[Seminar] Exascale and Beyond: Computing in the Day After Tomorrow
Universities of Texas at El Paso, Akron, and Wright State 외 2개 대학
호스트: Bernhard Egger 교수 (x1843, 880-1843)
Exascale computing (1018) represents the next supercomputing milestone which is expected to be achieved by 2019/20. Much of the present-day petascale computing relies on commodity components augmented by hardware accelerators and fast message-passing networks some of which may incorporate opto-electronic components; but such may not scale up to support faster computing environments. In the near future, computing technologies based on present-day supercomputing vendor development infrastructures augmented by intensive research and development of all aspects of an exascale computing ecosystem are under development for deployment aimed at computational intensive applications. Yet, convergence technologies such as optical and nano-optical are rapidly maturing and are poised to offer exciting alternatives by the next decade. At the same time, new types of big data information stream-based applications will need to be supported as information societies continue to grow and expand. This talk introduces the OLARPBS exascale bandwidth all-optical parallel computing model as a viable alternative to support exascale and beyond computing in the next decade with specific applications to big data information stream-based applications. Unique features of this model include the elimination of the traditional separation of computational and communication phases thereby also eliminating issues with message-passing, optical registers as the primary data storage memory thereby also introducing both spatial and temporal positioning of data, reconfigurable interconnections thereby also increasing flexibility while decreasing latency of communications and intrinsic physical layout geometries. Architecture, organization, operative aspects, algorithm design and performance along with future research and development requirements of this novel model for the future are discussed in this talk.

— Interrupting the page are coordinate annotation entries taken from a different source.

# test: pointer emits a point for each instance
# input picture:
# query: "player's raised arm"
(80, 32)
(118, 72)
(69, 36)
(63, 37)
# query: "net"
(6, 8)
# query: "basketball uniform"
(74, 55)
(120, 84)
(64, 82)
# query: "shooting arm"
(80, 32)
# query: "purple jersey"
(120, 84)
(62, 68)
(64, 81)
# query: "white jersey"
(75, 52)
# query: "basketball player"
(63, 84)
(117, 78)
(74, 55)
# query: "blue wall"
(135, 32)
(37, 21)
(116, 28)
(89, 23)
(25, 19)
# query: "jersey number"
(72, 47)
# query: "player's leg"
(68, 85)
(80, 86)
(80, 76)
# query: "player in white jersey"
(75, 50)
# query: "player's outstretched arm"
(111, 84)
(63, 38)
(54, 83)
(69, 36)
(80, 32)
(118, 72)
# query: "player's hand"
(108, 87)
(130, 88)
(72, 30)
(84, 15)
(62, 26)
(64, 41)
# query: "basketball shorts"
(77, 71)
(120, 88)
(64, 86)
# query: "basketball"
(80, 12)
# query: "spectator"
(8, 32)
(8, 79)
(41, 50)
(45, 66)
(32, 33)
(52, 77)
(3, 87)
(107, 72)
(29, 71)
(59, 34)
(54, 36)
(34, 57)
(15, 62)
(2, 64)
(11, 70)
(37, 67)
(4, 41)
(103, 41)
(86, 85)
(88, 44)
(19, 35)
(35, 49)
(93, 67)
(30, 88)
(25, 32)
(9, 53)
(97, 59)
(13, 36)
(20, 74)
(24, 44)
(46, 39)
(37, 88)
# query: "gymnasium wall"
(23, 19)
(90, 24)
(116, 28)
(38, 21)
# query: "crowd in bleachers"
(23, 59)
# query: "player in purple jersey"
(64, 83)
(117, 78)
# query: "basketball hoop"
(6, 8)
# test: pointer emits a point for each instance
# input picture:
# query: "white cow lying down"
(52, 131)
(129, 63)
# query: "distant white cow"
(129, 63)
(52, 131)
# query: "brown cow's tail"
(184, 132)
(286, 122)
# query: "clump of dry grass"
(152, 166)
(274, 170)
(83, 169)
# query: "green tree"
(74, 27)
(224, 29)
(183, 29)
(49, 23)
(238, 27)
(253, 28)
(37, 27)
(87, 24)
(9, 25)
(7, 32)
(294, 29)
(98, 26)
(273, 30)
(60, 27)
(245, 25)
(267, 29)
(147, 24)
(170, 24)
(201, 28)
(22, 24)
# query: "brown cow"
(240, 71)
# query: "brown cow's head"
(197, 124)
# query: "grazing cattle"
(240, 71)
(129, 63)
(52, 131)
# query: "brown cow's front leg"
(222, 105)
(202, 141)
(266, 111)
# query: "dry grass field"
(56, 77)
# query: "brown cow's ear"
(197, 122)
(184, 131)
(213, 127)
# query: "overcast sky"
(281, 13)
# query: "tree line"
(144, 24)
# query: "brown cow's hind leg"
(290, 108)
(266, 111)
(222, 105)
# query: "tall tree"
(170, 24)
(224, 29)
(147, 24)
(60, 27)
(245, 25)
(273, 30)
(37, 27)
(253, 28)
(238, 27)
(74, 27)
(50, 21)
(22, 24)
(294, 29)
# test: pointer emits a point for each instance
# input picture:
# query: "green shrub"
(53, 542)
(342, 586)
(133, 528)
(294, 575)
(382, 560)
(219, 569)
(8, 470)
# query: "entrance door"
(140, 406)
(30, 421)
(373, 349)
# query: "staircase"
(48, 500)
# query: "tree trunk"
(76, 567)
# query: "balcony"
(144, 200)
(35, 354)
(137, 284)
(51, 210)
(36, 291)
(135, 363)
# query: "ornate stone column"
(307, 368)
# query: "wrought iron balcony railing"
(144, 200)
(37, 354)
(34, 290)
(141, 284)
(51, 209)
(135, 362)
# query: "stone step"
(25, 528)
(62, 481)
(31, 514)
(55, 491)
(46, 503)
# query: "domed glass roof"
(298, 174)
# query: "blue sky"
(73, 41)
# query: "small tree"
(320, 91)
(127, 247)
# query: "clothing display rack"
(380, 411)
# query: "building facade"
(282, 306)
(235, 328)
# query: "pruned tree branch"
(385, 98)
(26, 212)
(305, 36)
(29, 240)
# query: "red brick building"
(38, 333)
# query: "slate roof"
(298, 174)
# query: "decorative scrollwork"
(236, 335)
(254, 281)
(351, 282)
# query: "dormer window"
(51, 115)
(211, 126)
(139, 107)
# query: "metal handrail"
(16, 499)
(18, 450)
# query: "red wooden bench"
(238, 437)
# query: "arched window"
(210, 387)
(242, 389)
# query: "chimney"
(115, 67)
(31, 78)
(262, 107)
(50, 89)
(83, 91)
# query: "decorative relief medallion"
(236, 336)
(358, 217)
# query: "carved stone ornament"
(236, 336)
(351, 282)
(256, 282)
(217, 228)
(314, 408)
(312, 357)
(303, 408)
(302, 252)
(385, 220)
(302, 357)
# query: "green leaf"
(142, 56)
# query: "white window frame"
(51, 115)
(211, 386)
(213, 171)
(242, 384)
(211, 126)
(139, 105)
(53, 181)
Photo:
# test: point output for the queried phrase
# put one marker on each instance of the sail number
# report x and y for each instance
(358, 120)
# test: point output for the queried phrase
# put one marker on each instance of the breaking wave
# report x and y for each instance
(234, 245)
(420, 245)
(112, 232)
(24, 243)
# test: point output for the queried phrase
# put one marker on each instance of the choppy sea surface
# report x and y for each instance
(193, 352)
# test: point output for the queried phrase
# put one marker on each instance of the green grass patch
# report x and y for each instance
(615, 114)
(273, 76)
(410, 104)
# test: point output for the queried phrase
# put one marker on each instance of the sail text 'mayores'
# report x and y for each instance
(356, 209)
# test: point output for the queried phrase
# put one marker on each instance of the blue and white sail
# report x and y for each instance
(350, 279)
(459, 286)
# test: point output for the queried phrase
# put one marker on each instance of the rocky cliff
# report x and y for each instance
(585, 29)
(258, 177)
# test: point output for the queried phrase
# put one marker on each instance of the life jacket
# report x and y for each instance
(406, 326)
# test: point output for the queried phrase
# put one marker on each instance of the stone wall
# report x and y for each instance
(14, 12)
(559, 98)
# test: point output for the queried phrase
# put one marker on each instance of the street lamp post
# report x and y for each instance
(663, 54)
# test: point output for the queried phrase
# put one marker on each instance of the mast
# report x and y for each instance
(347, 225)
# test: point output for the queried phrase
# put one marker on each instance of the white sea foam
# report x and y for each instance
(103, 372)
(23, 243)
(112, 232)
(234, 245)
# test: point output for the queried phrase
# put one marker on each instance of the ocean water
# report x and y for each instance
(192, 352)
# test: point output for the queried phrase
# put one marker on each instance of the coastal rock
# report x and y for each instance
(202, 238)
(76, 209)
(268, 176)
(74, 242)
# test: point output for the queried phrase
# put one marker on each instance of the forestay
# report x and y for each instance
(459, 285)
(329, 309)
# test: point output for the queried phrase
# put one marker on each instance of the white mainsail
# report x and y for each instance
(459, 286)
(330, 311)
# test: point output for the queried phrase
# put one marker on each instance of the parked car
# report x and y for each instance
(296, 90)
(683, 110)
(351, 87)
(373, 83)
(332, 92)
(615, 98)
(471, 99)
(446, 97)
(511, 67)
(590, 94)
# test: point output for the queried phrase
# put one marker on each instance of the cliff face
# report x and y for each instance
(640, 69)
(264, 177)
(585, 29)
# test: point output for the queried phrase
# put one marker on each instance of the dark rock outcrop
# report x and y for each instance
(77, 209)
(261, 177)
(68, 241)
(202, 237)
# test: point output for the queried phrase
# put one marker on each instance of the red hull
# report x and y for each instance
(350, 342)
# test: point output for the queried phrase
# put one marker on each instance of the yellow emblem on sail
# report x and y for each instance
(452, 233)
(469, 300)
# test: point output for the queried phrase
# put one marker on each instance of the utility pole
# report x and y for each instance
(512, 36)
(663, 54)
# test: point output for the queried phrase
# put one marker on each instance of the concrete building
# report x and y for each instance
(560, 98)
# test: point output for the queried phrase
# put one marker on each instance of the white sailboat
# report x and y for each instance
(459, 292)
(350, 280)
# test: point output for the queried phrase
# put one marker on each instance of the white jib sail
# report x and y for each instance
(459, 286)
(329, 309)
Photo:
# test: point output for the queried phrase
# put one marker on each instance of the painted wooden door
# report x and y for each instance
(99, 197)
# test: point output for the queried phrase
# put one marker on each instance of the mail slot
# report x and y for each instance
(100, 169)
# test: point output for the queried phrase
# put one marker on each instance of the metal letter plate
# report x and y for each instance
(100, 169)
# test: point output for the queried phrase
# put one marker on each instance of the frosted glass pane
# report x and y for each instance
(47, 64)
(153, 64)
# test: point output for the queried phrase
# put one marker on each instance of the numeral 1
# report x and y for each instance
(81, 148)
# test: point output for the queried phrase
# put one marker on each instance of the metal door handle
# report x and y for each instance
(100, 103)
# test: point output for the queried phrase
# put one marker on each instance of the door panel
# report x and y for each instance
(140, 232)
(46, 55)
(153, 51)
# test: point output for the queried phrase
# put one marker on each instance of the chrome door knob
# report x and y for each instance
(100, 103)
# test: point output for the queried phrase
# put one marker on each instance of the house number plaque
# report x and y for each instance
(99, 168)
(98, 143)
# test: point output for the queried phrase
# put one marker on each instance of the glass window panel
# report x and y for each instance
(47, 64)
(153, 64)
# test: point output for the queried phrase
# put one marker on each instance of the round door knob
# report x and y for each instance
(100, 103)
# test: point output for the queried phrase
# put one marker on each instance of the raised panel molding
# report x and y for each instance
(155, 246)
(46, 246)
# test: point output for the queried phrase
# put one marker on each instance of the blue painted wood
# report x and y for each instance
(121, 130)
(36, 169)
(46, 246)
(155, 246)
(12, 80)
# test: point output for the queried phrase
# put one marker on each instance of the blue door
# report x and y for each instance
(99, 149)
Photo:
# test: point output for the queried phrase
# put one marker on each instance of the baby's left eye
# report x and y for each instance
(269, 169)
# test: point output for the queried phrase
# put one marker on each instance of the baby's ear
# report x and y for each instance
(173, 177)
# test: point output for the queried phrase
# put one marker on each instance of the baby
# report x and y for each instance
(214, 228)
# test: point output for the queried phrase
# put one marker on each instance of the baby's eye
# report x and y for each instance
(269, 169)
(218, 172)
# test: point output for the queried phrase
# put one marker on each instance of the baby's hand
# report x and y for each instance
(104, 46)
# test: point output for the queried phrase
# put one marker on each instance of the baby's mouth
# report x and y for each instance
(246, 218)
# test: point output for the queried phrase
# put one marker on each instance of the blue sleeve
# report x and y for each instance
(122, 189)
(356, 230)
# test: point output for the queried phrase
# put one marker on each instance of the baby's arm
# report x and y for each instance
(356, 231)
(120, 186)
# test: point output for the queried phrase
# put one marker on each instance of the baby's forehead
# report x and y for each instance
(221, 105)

Brian J. d'Auriol received the BSc(CS) and Ph.D. degrees from the University of New Brunswick (Canada) in 1988 and 1995, respectively. He has held various research and professorial appointments and positions in the U.S. (Universities of Texas at El Paso, Akron, and Wright State), Canada (Universities of Manitoba and New Brunswick), and Korea (SUNY, Kyung Hee University) and published over 90 peer-reviewed papers in international journals and conferences. His research is described as visual enabled computing and includes: insightful serviceable visualizations aimed at understanding and knowledge, via learning, insight, impression and emotion to facilitate creativity and decision-making; exascale and beyond bandwidth optical conduit-based parallel computing; and design of a personal visualization assistant which is a big data application.